The range of social and emotional needs that cultural worldviews meet helps explains why people are prone to show strong allegiance to their culture and their cultural group. Indeed, research has shown that raising existential anxiety among people leads them to strongly endorse their cultural values and beliefs and derogate, or distance themselves from, culturally different values or others.

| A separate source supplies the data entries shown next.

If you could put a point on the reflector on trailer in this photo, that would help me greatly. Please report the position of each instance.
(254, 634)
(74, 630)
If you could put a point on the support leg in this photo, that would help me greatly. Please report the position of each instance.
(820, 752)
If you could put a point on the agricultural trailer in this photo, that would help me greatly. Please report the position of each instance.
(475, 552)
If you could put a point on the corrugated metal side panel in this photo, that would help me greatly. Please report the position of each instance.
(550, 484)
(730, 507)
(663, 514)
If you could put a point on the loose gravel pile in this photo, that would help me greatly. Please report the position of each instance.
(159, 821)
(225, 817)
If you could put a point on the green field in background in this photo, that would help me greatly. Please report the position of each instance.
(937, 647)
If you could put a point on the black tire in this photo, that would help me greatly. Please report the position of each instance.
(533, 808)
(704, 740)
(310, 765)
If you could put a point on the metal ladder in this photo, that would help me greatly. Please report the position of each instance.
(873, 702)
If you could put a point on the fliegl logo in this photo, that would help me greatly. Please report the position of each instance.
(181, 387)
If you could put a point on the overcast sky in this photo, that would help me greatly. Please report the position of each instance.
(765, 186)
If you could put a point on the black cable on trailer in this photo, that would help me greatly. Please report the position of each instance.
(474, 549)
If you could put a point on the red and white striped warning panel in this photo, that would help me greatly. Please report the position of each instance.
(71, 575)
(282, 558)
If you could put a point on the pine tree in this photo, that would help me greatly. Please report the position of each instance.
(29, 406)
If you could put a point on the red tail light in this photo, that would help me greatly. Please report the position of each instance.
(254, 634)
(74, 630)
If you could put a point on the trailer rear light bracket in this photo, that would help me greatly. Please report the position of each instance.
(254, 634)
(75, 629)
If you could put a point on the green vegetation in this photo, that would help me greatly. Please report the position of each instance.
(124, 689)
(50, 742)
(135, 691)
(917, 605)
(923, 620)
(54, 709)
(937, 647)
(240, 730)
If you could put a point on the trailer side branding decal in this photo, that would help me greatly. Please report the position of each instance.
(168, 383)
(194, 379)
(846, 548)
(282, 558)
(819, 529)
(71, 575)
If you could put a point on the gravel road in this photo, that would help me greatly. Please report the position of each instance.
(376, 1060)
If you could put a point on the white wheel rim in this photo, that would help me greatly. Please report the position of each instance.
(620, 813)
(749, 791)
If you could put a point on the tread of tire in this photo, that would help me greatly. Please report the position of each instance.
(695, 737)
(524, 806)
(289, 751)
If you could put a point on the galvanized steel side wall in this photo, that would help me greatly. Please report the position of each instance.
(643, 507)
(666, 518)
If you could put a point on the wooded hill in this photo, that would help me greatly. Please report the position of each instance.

Culture Research Implications

Knowledge about culture and behavior from the view of social psychology has been successfully applied in various settings to solve a range of problems. These problems have included those that arise with intercultural communication and negotiation, the acculturation experience of immigrants, the contrasting ways people label and treat health concerns and psychological disorders, and the management of multinational organizations. More generally, intercultural understanding has been shown to reduce prejudice and intergroup conflict and promote harmonious relations and exchange between social groups.

References:

  1. Fiske, A. P., Kitayama, S., Markus, H. R., & Nisbett, R. E. (1998). The cultural matrix of social psychology. In D. T. Gilbert, S. T. Fiske, & G. Lindzey (Eds.), The handbook of social psychology (4th ed., Vol. 2, pp. 915-981). Boston: McGraw-Hill.
  2. Halloran, M., & Kashima, E. (2006). Culture, social identity, and the individual. In T. Postmes & J. Jetten (Eds.), Individuality and the group: Advances in social identity (pp. 137-154). London: Sage.
  3. Kashima, Y. (2001). Culture and social cognition: Towards a social psychology of cultural dynamics. In D. Matsumoto (Ed.), Handbook of culture and psychology (pp. 325-360). Oxford, UK: Oxford University Press.